As to the insistence that the Reformers simply stated, "I'm right" "without consulting traditions or authorities" - this is simply historically untrue, say for someone like John Calvin. He had a decent grasp of church history. In Luther's case, he stated, "the sum of my argument is that whereas the words of men, and the use of the centuries, can be tolerated and endorsed, provided they do not conflict with the sacred Scriptures, nevertheless they do not make articles of faith, nor any necessary observances." This is a far cry from "History meant nothing anymore."

So Calvin had a DECENT grasp of Church history. We wonder how Mr. White, Swan's AOMIN boss would feel about such a comment. Mr. White is a Calvinist and we could only imagine him cringing at the thought that the creator of his religion was only DECENT in Church history. Of course, we wouldn't contend such a comment. Calvin was confused as to the issues of the Biblical canon as well as completely out in left field when it came to the Ignatian epistles, dismissing them all as trash.

If there is another infallible rule of faith besides the Scriptures that could've helped out Athanasius, where was it?

Vainly then do they run about with the pretext that they have demanded Councils for the faith's sake; for divine Scripture is sufficient above all things; but if a Council be needed on the point, there are the proceedings of the Fathers, for the Nicene Bishops did not neglect this matter, but stated the doctrine so exactly, that persons reading their words honestly, cannot but be reminded by them of the religion towards Christ announced in divine Scripture. (Councils of Ariminum and Seleucia 6)
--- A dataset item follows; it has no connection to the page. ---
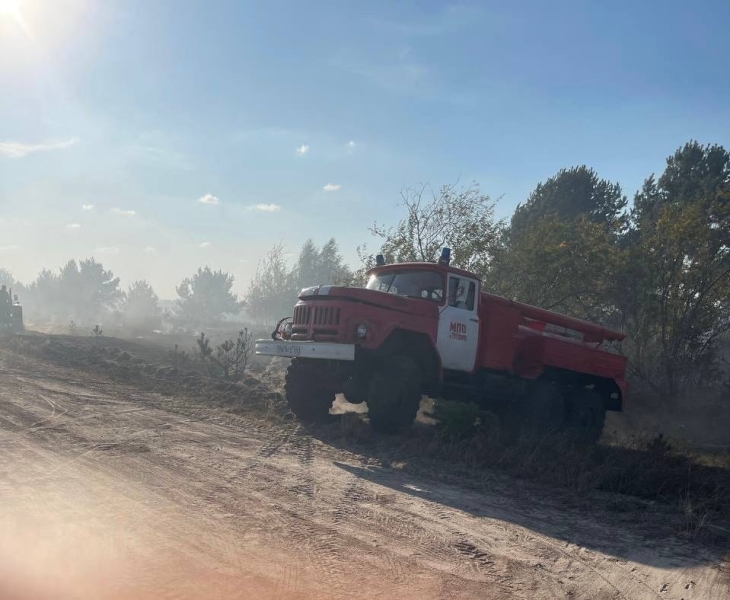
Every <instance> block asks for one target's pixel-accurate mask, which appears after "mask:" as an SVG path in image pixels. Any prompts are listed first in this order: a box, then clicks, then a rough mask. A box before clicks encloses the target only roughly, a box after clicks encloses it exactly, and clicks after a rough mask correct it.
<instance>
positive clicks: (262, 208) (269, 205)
mask: <svg viewBox="0 0 730 600" xmlns="http://www.w3.org/2000/svg"><path fill="white" fill-rule="evenodd" d="M249 210H260V211H262V212H279V211H280V210H281V206H279V205H278V204H257V205H255V206H251V207H250V208H249Z"/></svg>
Athanasius comments on “BUT IF A COUNCIL BE NEEDED..”

Why would a council be needed when Scripture is SUFFICIENT above all things? Mr. Swan, like others at the AOMIN camp, seems to be confused on Athanasius and his theology.

Why did Athanasius have to struggle for his life against the church majority?

Mr. Swan's comments seem a tad bit misleading. He phrases such in order to try and harmonize the Reformation with Christianity's great battles for the faith. Unfortunately the difference is quite startling. Athanasius struggled against those that were trying to usurp the orthodox faith. The Reformation attempted to do exactly what the Arians were doing in principle. That is, USURP the orthodox Christian faith.

Why did he have to argue his position from Scripture? Why couldn't he have argued from some other infallible authority?

Athanasius never CONFINED himself SOLELY to Scripture. And as I pointed out to Mr. White before, the Arians were twisting and distorting the Biblical text beyond belief. It's logical that Athanasius would argue from the Scriptures against individuals DISTORTING the Sacred text of GOD. But still..we find Protestantism attempting their very best to adopt a few of the Fathers to help support their positions. It's unfortunate that the early Church was Catholic and didn't have an ounce of Protestantism running through it's veins.